A concrete example of a CD33-targeting ADC approved for AML is Gemtuzumab ozogamicin. This drug consists of a humanized antibody linked to a derivative of calicheamicin, a potent DNA-cleaving agent. Gemtuzumab ozogamicin was initially approved in 2000, withdrawn in 2010, and then reapproved in 2017 with revised dosing and patient populations after further data affirmed its efficacy and safety.
Beyond ADCs, research continues into other methods to target CD33. Chimeric Antigen Receptor (CAR) T-cell therapy is an investigational approach. In this therapy, a patient’s or donor’s T-cells are genetically modified in the laboratory to express a special receptor that recognizes and binds to CD33 on cancer cells. These engineered T-cells are then returned to the patient to seek out and destroy leukemia cells.

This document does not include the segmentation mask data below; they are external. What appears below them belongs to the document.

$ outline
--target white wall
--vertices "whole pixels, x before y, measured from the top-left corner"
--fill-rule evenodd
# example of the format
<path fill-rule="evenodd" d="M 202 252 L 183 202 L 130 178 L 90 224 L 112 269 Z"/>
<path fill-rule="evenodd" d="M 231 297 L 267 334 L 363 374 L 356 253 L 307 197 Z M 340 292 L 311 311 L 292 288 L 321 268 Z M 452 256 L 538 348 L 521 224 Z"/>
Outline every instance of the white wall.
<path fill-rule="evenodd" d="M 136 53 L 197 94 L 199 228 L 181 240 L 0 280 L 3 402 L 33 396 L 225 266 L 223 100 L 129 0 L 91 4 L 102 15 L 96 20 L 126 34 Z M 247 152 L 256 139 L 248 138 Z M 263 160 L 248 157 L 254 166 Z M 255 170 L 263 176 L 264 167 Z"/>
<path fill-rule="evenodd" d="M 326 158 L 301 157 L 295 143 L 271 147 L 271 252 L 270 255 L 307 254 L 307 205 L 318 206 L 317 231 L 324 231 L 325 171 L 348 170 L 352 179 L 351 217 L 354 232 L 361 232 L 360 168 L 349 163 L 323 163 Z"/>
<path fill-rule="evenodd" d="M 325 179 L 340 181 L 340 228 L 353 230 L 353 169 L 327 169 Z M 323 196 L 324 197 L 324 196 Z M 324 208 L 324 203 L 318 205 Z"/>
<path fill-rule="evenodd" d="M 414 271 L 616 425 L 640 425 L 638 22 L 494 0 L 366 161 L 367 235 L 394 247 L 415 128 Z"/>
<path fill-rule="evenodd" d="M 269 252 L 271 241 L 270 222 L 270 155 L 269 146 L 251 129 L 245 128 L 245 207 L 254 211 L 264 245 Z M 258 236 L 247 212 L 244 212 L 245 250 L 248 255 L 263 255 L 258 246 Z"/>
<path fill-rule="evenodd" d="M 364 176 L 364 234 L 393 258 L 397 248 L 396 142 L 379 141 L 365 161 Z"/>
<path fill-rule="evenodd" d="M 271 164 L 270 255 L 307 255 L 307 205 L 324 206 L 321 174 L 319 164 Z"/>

Patient Considerations for CD33-Targeted Treatment
Eligibility for CD33-targeted treatment requires a confirmed CD33-positive AML diagnosis. This approach can be considered for newly diagnosed patients, often in combination with standard chemotherapy regimens. It is also an option for patients whose cancer has returned or has not responded to previous treatments (relapsed or refractory AML). A patient’s age and overall health status are also important factors doctors consider when deciding on this treatment path.
Because CD33 is also present on some normal, developing myeloid cells, these therapies can lead to certain side effects. Myelosuppression, a decrease in the bone marrow’s ability to produce blood cells, is a common side effect. This can result in low blood counts, including neutropenia (low white blood cells), thrombocytopenia (low platelets), and anemia (low red blood cells). Regular blood tests are performed to monitor these cell counts.
Other potential side effects associated with Gemtuzumab ozogamicin include infusion-related reactions. Symptoms can include fever, chills, low blood pressure, difficulty breathing, and skin rash. Liver problems, such as hepatic veno-occlusive disease (VOD) or sinusoidal obstruction syndrome (SOS), are also significant concerns. These conditions involve the blockage of small blood vessels in the liver and can be severe, requiring close monitoring of liver function tests and symptoms like jaundice or upper right abdominal pain.